(SAUF INDIFFERENCE AUX SPOILERS, NE PAS LIRE AVANT VISION DU FILM)
Choc absolu, Princesse Mononoké a de quoi retirer leur innocence à Mon voisin Totoro, Kiki la petit sorcière et au futur Ponyo sur la falaise, portraits de fillettes parmi les plus doux qu'ait signés Miyazaki. Un triptyque étonnant, le fantastique semblant y avoir passé un contrat tacite avec le réel, tous deux coexistant à la lisière d'une forêt, au cœur d'une petite ville ou aux limites d'un port. Cet équilibre, entériné par des créatures terriblement attachantes (Totoro lui-même, un chat parlant pour la jeune sorcière, puis la bouille irrésistible d'une petite sirène en herbe), a fait entrer le cinéma Miyazakien dans un optimisme rapidement associé à ses vertus écologiques.

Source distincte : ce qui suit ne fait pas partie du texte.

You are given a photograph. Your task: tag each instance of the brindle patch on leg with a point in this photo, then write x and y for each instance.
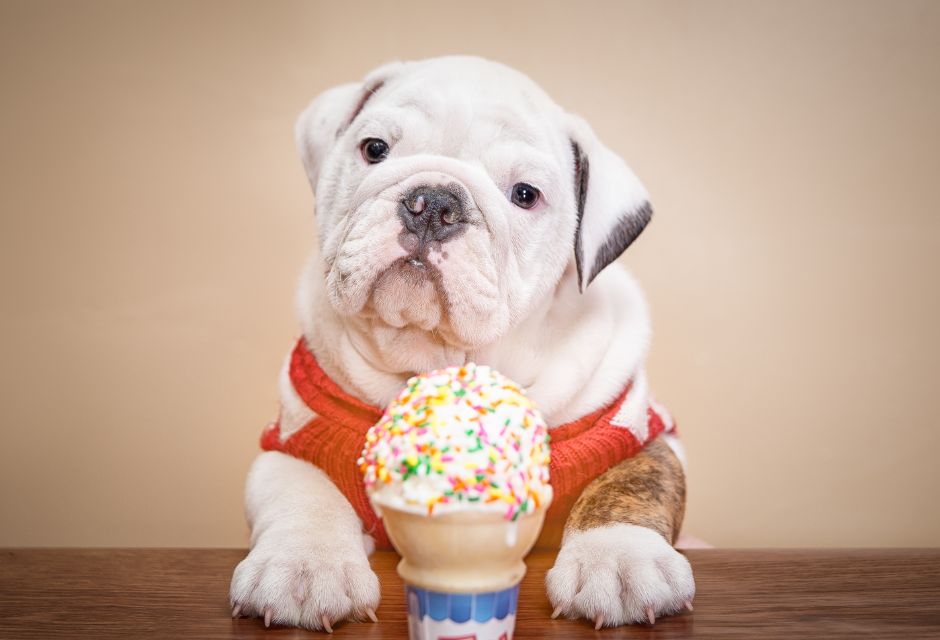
(646, 490)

Replacé dans ce contexte, Princesse Mononoké ressemble à un pacte ancestral, le sacrifice colossal et nécessaire pour ramener la paix entre les hommes et la faune, les deux camps transformant la flore et ses richesses en une arène sanglante. Les enfants n'ont d'ailleurs pas leur mot à dire ici, les tenants et aboutissants de l'intrigue étant régis par leurs aînés. Dévorés par un maléfice, ivres de sang ou en quête vorace de ressources naturelles, les personnages de Princesse Mononoké n'exhibent aucune perfection malgré leur volonté inflexible. Courant à leur perte ou se sachant condamnés, ils sont en lutte perpétuelle contre la mort de leurs idéaux.
Le dette pour que s'épanouissent les respirations apaisantes de Totoro, Kiki et Ponyo a ainsi été payée au prix fort. Fouillant les tripes et le cœur de son héroïne, incarnation vivace et tempétueuse de la colère d'un monde en ruines, Miyazaki ouvre et referme son histoire de façon incroyablement brutale. Depuis la mort atroce d'un sanglier en furie dévoré de l'intérieur, le Japonais déroule un récit où les conflits géographiques dictent les enjeux humains, jusqu'à une conclusion qui tourne le dos à la love story naissante entre Ashitaka et la Princesse. Une posture qui anoblit un peu plus la portée thématique d'un film où le vivant et le divin ne cessent de se côtoyer.
Car Princesse Mononoké donne la sensation rare d'explorer non pas les fondements du cinéma d'aventures, mais bel et bien l'Histoire de l'imaginaire, ce dernier devenant une notion tangible, palpable. Par la grâce d'un montage éreintant, car exceptionnel de célérité, le film donne tout son sens à la notion d'animisme. Si chaque créature vivante, qu'elle soit figée dans le décor ou en train de lutter sur un champ de bataille, semble habitée d'une âme, Miyazaki ne cesse de nous ramener à leur bouleversante condition organique. Ce faisant, il irrigue son récit d'une violence unique dans son œuvre.
La souffrance physique est ainsi abordée sans détour dans Princesse Mononoké. A vrai dire, ce traitement viscéral est presque trop abouti pour que la seconde moitié du film suive, rythmiquement parlant. A trop multiplier les faits d'armes parallèles, Miyazaki ne parvient pas à faire converger leur puissance éparse, et passe à côté d'un crescendo plus impliquant. L'avis n'engage que l'auteur de ces lignes, l'intelligence du spectacle culminant par ailleurs dans l'image d'une divinité bienveillante elle aussi mise à mal par son caractère organique. Terrifiant tableau d'apocalypse, ce géant décapité compte parmi ce que l'heroic fantasy a de plus évocateur à offrir sur grand écran...
Redécouvrir le film aujourd'hui, alors que le Maître a finalement tiré sa révérence après quinze ans de services supplémentaires, a quelque chose de délicieusement amer. Poème guerrier d'une hargne inouïe, l'oeuvre venait, en 1997, clore un siècle de cinéma d'aventures par une renaissance flamboyante. Désormais disponible dans une copie Blu-ray phénoménale, Princesse Mononoké y déploie des trésors que l'on jurerait inédits, la richesse des textures, des décors et des détails anthropomorphiques (voir ces gros plans nocturnes saisissants sur les visages des loups) trouvant un écho constamment renouvelé par la précision de la copie. Un écrin magnifique pour un film qui ne l'est pas moins.